For real, FB is ruined by all the games.


----------



## finch (Jul 15, 2011)

Hopefully they have the block option on the game junk that FB has. Or I would have canned FB a long time ago..


----------



## Guest (Jul 15, 2011)

Meh, I've found it easy to ignore the games since you can block all future notifications of each game and such. I used to get random invites, but I haven't seen one in ages.

Personally, I don't really mind that they'll be incorporating social games. If anything, it'll help bring traffic to Google+. Google+ needs to offer much of the same features as Facebook if they want to achieve a competitive advantage. Without a competitive advantage, they're simply not going to have the traffic needed to flourish. While I find social games on FB annoying and don't partake in them, I know plenty of people that do.
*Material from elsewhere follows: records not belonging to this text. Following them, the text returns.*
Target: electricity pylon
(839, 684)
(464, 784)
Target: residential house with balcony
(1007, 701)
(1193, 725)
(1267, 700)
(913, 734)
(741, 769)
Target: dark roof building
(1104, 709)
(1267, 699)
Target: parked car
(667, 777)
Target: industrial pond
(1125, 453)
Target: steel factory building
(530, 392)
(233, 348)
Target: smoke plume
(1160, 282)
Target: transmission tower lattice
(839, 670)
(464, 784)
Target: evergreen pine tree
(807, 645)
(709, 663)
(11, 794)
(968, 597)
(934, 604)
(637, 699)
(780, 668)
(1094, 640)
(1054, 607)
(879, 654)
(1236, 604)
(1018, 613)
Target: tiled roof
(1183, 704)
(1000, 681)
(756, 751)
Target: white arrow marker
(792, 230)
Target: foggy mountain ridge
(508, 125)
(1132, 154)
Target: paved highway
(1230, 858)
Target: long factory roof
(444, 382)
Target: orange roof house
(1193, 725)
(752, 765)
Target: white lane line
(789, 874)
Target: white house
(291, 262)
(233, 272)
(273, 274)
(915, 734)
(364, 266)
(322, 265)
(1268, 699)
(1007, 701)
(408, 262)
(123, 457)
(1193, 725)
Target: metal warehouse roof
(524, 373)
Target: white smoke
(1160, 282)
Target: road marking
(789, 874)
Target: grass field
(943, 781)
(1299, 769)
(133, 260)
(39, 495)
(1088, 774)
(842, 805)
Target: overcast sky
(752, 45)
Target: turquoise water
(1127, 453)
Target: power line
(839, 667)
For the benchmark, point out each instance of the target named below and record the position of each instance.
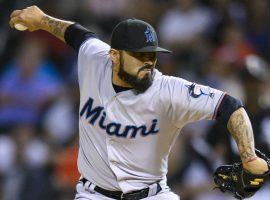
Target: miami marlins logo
(150, 36)
(96, 116)
(196, 91)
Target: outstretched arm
(35, 19)
(240, 127)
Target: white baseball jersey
(125, 137)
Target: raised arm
(35, 19)
(240, 128)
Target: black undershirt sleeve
(76, 34)
(228, 105)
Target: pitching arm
(240, 128)
(35, 19)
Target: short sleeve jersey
(126, 137)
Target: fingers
(15, 13)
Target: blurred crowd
(221, 43)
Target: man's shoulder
(166, 80)
(93, 46)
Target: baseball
(20, 27)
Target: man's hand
(31, 17)
(35, 19)
(243, 182)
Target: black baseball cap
(136, 36)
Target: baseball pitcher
(130, 113)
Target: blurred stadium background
(221, 43)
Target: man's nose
(149, 62)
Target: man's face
(136, 69)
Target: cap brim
(151, 49)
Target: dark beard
(140, 85)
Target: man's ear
(114, 55)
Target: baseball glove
(240, 183)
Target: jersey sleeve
(93, 57)
(187, 102)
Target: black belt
(135, 195)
I never understood their allure, but to each their own.

As long as Google+ incorporates a way to block/mute notifications from social games, I don't have a problem with them existing.


----------



## SyNiK4L (Jun 7, 2011)

swiftmazda said:


> Meh, I've found it easy to ignore the games since you can block all future notifications of each game and such. I used to get random invites, but I haven't seen one in ages.
> 
> Personally, I don't really mind that they'll be incorporating social games. If anything, it'll help bring traffic to Google+. Google+ needs to offer much of the same features as Facebook if they want to achieve a competitive advantage. Without a competitive advantage, they're simply not going to have the traffic needed to flourish. While I find social games on FB annoying and don't partake in them, I know plenty of people that do. I never understood their allure, but to each their own.
> 
> As long as Google+ incorporates a way to block/mute notifications from social games, I don't have a problem with them existing.
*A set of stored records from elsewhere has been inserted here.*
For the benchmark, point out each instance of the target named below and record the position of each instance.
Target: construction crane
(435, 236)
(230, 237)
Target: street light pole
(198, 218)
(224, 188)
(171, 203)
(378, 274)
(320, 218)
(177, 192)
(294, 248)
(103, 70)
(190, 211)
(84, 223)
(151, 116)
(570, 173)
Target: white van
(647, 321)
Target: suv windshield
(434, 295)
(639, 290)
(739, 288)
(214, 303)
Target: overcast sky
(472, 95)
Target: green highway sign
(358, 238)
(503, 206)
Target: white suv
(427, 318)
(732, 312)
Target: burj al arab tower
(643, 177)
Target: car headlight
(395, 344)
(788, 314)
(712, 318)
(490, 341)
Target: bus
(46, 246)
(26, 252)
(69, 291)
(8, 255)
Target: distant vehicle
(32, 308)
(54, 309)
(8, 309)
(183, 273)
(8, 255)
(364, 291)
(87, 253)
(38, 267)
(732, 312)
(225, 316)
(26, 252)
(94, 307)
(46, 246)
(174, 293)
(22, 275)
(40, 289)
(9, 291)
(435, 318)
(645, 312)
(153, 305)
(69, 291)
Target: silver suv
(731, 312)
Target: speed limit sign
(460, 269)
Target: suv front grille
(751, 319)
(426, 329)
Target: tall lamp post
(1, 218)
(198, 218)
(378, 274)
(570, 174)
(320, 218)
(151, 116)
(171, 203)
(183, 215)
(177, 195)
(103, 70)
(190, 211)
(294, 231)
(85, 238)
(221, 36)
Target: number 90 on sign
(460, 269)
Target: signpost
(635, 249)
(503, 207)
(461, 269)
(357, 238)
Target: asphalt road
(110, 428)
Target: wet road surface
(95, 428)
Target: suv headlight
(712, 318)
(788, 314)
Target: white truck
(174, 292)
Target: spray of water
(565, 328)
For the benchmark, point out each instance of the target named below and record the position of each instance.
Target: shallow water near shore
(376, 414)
Way to kill the "we hate FB games" flow we had going. Thx alot bro :androidwink: lol-just playin.


----------



## JSM9872 (Jun 27, 2011)

The games truly are annoying. However I say bring them on. Reason: I would love to see G+ dethrone FB and if it needs dumb elements like this to do it then so be it. Not that I dont like FB I am just Google to the core.


----------



## birdman (Jun 6, 2011)

If google+ did everything else right, i imagine they will do games right too.

the way facebook did it was just a fustercluck.


----------



## Guest (Jul 16, 2011)

SyNiK4L said:


> Way to kill the "we hate FB games" flow we had going. Thx alot bro :androidwink: lol-just playin.


Lol! I just had to play devil's advocate a little bit.  I want to see Google+ flourish since I do love the functionality and layout of it much better than Facebook. It'll be awesome if it really takes off.



JSM9872 said:


> The games truly are annoying. However I say bring them on. Reason: I would love to see G+ dethrone FB and if it needs dumb elements like this to do it then so be it. Not that I dont like FB I am just Google to the core.


Exactly! I'm definitely a Google fanboi and would love to watch it dethrone Facebook. Google products really are top-notch. Plus, the open-source nature of them is what really appeals to me.



birdman said:


> If google+ did everything else right, i imagine they will do games right too.
> 
> the way facebook did it was just a fustercluck.


Very true. Just give me an option to block/mute all requests for social games, and I'm good. Then, the kiddies can play Farmville without me having to deal with the annoying invites and status updates.


----------